As a former Government lawyer for 34 years, there are two areas mentioned by the Committee which ring very true for me as regards central Government and the Civil Service. 

The first is the need for an open culture in which officials at every level are encouraged to raise concerns about policies, without being marginalised as someone who is not ‘can do’.

The second is the importance of learning lessons from past failures. 

Grenfell encapsulates both these two issues. It was not the first high rise block of flats to catch fire.  In 2009, the 14 storey Lakanal House caught fire and six people died including three children.  On 28th March 2013, the Coroner issued a ‘prevention of future deaths report’ to the Department of Communities and Local Government saying that the regulatory guidance contained in ‘Approved Document B’ was unclear and needed urgent review to ensure it was intelligible to the wide range of people engaged in construction, maintenance and refurbishment of buildings ‘with particular regard to the spread of fire over the external envelope of the building’.   

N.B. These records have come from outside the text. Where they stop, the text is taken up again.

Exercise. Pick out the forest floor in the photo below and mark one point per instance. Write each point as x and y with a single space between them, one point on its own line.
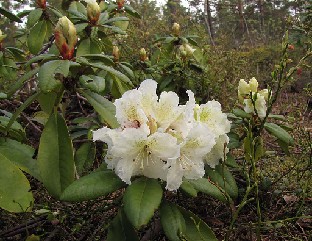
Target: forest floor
285 198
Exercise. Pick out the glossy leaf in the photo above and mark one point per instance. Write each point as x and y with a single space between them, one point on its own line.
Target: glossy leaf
205 186
120 229
21 155
172 221
92 186
14 188
46 75
279 133
141 200
55 156
104 107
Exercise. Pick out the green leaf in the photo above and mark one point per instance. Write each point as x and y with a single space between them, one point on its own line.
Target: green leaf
205 186
141 199
14 188
120 229
279 133
131 11
84 157
34 17
46 75
93 82
36 37
188 188
9 15
55 156
92 186
21 155
16 131
224 179
196 229
104 107
88 46
172 221
241 113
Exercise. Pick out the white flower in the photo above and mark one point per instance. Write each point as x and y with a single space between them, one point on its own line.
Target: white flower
135 153
190 162
218 151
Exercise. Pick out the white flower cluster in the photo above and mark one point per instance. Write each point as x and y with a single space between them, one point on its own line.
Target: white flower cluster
159 138
254 100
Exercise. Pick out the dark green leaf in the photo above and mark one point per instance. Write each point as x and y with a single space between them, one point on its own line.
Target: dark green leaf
279 133
141 200
46 75
104 107
92 186
14 188
172 221
121 229
9 15
55 156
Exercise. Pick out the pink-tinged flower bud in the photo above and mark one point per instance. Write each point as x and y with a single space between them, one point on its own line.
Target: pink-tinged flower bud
143 56
176 29
93 11
120 3
42 3
65 37
116 53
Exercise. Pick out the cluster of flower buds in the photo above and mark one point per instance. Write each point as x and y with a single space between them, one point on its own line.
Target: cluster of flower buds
65 37
159 138
254 100
143 55
42 3
176 29
2 36
120 3
93 11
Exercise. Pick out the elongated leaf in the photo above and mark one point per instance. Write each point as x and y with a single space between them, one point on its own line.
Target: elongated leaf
9 15
55 156
207 187
21 155
104 107
14 188
121 229
84 157
172 221
34 17
92 186
36 37
224 179
47 81
279 133
141 200
196 229
20 109
93 83
16 131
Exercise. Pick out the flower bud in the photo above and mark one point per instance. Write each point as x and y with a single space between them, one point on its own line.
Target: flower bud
2 36
93 11
143 56
253 84
116 53
176 29
120 3
42 3
65 37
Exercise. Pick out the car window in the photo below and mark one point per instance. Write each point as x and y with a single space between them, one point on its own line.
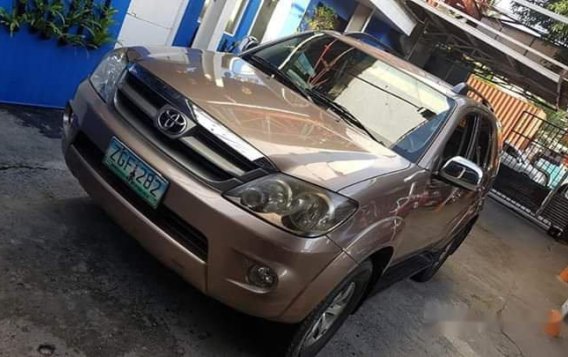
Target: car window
459 142
397 108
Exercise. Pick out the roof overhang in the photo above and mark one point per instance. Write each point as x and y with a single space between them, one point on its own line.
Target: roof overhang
395 14
503 55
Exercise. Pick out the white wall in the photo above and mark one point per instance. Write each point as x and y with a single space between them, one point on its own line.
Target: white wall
151 22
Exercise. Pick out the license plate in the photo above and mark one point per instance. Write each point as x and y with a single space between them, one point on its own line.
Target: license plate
137 174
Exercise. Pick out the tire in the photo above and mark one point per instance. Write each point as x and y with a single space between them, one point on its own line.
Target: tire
308 338
428 273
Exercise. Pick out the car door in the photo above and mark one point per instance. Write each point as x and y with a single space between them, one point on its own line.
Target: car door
444 205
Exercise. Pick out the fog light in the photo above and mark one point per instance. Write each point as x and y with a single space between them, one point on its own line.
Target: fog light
69 117
262 276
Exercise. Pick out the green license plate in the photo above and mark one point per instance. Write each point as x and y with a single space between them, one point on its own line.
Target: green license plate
137 174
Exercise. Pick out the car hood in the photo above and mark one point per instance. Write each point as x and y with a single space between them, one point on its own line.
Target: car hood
299 137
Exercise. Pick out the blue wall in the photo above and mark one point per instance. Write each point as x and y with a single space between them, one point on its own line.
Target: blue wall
343 8
189 25
39 72
299 8
243 27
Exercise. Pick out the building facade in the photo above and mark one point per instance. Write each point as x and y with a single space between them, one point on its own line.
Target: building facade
219 24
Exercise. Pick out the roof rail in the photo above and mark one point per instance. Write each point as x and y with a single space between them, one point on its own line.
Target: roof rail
464 88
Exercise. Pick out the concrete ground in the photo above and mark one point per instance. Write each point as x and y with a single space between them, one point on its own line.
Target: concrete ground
72 283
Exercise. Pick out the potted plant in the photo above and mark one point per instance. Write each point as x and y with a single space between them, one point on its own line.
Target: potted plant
12 20
324 18
100 28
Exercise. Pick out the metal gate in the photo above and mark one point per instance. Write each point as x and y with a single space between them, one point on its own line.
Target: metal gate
533 177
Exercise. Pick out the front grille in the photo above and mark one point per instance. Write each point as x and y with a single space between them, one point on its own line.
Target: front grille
139 98
185 234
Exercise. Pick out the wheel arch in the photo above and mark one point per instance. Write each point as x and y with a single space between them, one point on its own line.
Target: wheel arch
380 260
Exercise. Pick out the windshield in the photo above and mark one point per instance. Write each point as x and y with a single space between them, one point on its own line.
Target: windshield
395 108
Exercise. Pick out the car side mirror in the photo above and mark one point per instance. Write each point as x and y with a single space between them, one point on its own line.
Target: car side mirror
246 44
463 173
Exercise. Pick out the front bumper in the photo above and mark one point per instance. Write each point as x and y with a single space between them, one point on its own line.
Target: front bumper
307 269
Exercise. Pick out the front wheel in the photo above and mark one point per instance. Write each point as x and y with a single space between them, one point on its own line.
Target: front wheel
318 328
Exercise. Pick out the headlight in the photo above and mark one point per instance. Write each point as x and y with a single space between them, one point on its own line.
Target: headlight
108 72
294 205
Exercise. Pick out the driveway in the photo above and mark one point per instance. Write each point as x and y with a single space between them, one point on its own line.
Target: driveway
72 283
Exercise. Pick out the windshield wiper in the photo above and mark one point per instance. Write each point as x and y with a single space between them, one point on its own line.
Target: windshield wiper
273 70
343 112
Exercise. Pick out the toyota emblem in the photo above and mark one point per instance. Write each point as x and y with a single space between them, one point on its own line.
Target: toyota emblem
172 122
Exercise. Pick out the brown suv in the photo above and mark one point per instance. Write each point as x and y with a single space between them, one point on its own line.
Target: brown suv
289 182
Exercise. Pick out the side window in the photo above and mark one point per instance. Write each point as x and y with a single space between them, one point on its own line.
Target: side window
459 142
483 149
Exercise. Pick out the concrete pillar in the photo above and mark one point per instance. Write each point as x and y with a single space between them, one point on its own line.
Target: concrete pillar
213 24
360 19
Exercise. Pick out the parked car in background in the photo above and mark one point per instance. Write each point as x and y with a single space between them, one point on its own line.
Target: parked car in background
554 167
373 41
519 162
290 182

The Grenfell Inquiry concluded that the Department ought to have undertaken an immediate review of this Guidance to find out whether the use of unsafe panels in the external wall of Lakanal House was an isolated incident or had been due to systemic ignorance or misunderstanding of the Regulations and Approved Document B.  

However, the Department failed to undertake any such investigation. 

Why? Because one of the principal policies of the government that came to power in May 2010 was deregulation.  The Government’s ambitious deregulation agenda included a new “one in, one out” rule for all new regulations and a drive to reduce the overall burden of regulation.

The Inquiry heard detailed evidence from civil servants that the priority given to deregulation permeated every aspect of the Department’s implementation of policy.  Therefore, when officials became aware of the Coroner’s Lakanal House report and the need for regulatory change, effective steps were not taken to draw those ‘risks to life’ issues to the attention of Ministers.  Although officials were privately expressing frustration at the delay in reform, they were not conveying that to Ministers. 

If ever there was a need for ‘speaking truth to power’ and learning lessons from past failures, this was it.

 There followed the Grenfell refurbishment in 2016 in which ‘external envelope’ issues again arose from the use of combustible composite cladding (although the firespreads in Lakanal House and Grenfell were not due to exactly the same underlying causes).

How did all this happen?  One explanation is what the Committee refers to as ‘Groupthink’ when people are reluctant to challenge or speak up for fear of being seen as an outlier.  From one angle, it is important that officials should see their role as helping Ministers to deliver the policies for which they were elected, deregulation being, perhaps, one example.  But from another angle, candidly ‘speaking truth to power’ should be a key part of an official’s job, especially when prevention of future deaths is concerned. 

The Committee’s report is timely since even after Grenfell, the Government are not implementing one of the Inquiry’s central recommendations that scrutiny of the implementation of Public Inquiry recommendations and Prevention of Future Deaths Reports should be a matter for Parliament, to which the Government should be required to report annually (paragraph 113.40 of the Phase 2 Report).  This has been repeated by the Statutory Inquiries Committee in its Report of the Session 2024-25, ‘Public Inquiries: Enhancing Public Trust’ at paragraph 116.  Merely enhancing transparency and accessibility by means of a public record of recommendations, as proposed by the Government, is not the same thing as robust scrutiny of implementation. 

There is no better way of learning lessons than by implementing inquiry and inquest recommendations, and this is would be an excellent place to start.